Written by Hannah Hale | Sep 15, 2020 1:00:00 PM

Hotels are shifting away from a standardized place to rest your head and towards a space designed to immerse guests in a uniquely local experience. Trained architect and native New Zealander Jacu Strauss, Creative Director at the Lore Group and Founder of Lore Studio, delivers all that and more with an approach that delights both hotel guests and the neighborhoods they inhabit.

This creative Kiwi graciously took a timeout from his recent relocation efforts to chat with Ketra. We discussed how he built an international career, his recent work on the Riggs Hotel in Washington DC, and how Ketra’s lighting helps him craft distinct moods and colorful spaces where people walk in and immediately smile.

  

1. Tell us a little bit about what you are doing these days.

As Creative Director of the Lore Group, my job is to uncover and bring to life the stories of the Lore Collection hotels through design. Because each of our properties is very distinct from the next, I specifically founded our in-house design division, Lore Studio, to put emphasis on exploration and experimentation as a means to showcase the beauty and unique characteristics of each project and its context.

2. What has your career path been like?

I trained in New Zealand and London as an architect. But instead of working for an architect when I qualified, I wanted to work for a designer called Tom Dixon. He’s a well-known UK designer who does lighting, accessories, and furniture. I did interiors for him; my first project was for one of Jamie Oliver’s restaurants in London. And gradually, I started getting bigger and bigger projects, until we won a pitch for a hotel on London’s South Bank, which is now called Sea Containers. I designed that with Tom Dixon and the property’s owner, a bigger hospitality group, offered me a job. I’ve been the Creative Director with them for eight years now.

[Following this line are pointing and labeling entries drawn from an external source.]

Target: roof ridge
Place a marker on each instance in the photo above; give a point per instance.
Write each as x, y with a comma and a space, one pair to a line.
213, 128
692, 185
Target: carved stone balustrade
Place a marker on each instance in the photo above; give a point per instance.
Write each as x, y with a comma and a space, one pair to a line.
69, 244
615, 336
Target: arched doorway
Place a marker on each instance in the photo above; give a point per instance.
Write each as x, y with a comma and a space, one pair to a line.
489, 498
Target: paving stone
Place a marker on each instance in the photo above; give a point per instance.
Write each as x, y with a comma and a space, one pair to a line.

About two years ago, our hospitality projects were up to seven and we decided to start a hotel group within the larger company: Lore Group. So we’re technically a startup, though we’re part of a much bigger company. To be honest, I never thought I’d end up working in hospitality like this, but I wouldn't change a thing. I get to design so many exciting things — I’m involved in everything, down to accessories inside rooms. It’s very challenging, but I love it.